Consultancy - Research Lab - Incubator

based in beautiful Zürich, Switzerland

- 377 words - 2 min read

Amazon AWS has a nice command line client for their public cloud. This client is very well suited for automating tasks in many IaaS DevOps scenarios. However, it can also be used by a person. The scenarios to do so might be different than for automation, though.

A common scenario for looking into S3 is to want to list files ordered by date and including metadata. On a Unix machine, this would be an ls -lt. If it's a very long list of files, you might want to cap the list - which again is very easy to achieve, for example with ls -lt | head -n 10.

Those two things are easy on a Unix machine, but not so straight forward on Amazon S3. Amazon does have an ls command which will list all files within [BUCKET]:

aws s3 ls s3://[BUCKET]

It is totally feasible to pipe the result of this command into head -n X. It does have serious drawbacks, though, because you might have a lot of files on S3:

  1. You will first request all files over the network which will take a while and then remove most of them. Waiting for lots of irrelevant data to come over the wire is not efficient use of your time.
  2. To list things actually does come with a price tag on S3! Meaning that if you have lots of data on S3 and you're doing this a lot, then you will pay for data that you never use, but discard. This might not be a lot of money depending on how many requests you have to do, but still.

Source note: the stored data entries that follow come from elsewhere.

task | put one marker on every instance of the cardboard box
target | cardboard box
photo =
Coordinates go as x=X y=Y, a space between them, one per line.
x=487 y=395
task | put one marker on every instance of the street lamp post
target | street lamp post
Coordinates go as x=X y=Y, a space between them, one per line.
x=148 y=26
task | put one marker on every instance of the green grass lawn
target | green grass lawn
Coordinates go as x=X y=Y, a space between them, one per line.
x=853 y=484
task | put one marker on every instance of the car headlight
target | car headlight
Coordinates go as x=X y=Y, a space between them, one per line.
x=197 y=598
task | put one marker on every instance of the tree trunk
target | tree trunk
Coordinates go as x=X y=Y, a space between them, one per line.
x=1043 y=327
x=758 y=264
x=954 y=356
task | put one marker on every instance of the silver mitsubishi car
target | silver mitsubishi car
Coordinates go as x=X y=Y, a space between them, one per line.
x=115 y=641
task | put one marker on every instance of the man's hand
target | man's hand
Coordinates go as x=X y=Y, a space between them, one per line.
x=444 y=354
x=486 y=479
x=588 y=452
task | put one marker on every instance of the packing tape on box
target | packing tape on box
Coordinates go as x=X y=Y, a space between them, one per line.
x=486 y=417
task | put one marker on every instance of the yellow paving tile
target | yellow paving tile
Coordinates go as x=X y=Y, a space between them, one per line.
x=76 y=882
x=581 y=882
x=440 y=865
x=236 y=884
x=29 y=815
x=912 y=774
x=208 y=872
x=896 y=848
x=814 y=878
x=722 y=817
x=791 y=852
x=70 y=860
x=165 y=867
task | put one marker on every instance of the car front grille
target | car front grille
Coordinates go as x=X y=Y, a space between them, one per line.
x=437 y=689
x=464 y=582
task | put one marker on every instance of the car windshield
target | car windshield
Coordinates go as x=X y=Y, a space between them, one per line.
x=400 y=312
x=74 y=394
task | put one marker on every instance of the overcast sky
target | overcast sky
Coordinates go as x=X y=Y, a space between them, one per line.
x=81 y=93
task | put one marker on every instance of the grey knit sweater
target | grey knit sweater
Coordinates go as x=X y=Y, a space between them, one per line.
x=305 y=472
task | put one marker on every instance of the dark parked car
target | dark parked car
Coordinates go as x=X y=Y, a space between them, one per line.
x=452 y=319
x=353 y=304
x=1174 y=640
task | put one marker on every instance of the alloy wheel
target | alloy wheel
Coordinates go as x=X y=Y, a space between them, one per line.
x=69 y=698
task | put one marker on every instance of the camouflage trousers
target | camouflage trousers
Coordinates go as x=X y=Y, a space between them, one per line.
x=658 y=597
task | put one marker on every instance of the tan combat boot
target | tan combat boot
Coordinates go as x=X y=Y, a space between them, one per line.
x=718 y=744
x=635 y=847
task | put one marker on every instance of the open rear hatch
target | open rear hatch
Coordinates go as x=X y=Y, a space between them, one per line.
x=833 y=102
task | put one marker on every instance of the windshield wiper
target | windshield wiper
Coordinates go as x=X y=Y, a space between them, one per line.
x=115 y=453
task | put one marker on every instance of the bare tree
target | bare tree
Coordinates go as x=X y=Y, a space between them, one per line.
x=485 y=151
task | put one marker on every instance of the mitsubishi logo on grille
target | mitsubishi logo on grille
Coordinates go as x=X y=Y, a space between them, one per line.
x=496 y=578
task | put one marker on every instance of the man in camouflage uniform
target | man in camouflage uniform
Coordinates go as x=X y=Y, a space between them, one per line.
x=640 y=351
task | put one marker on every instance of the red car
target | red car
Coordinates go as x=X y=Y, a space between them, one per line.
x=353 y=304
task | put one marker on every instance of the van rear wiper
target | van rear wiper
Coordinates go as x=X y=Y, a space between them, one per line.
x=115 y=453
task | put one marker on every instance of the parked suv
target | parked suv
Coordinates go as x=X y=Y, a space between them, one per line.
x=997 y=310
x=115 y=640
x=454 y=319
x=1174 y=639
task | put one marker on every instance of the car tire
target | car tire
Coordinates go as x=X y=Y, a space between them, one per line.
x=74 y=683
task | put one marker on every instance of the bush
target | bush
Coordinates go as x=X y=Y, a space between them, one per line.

Next to aws s3, which only implements the most high level features such as cp and mv, there is a more powerful API aws s3api. With this API you can write queries and limit the amount of objects returned. Queries can include the LastModified timestamp. Limiting on this timestamp is not the same as ordering by time (as in ls -lt), but it's the closest you will get to this functionality on S3.

aws s3api list-objects \
--bucket "[BUCKET]" \
--query 'Contents[?LastModified>=`2017-04-10`][].{Key: Key, Size:
Size, LastModified: LastModified}'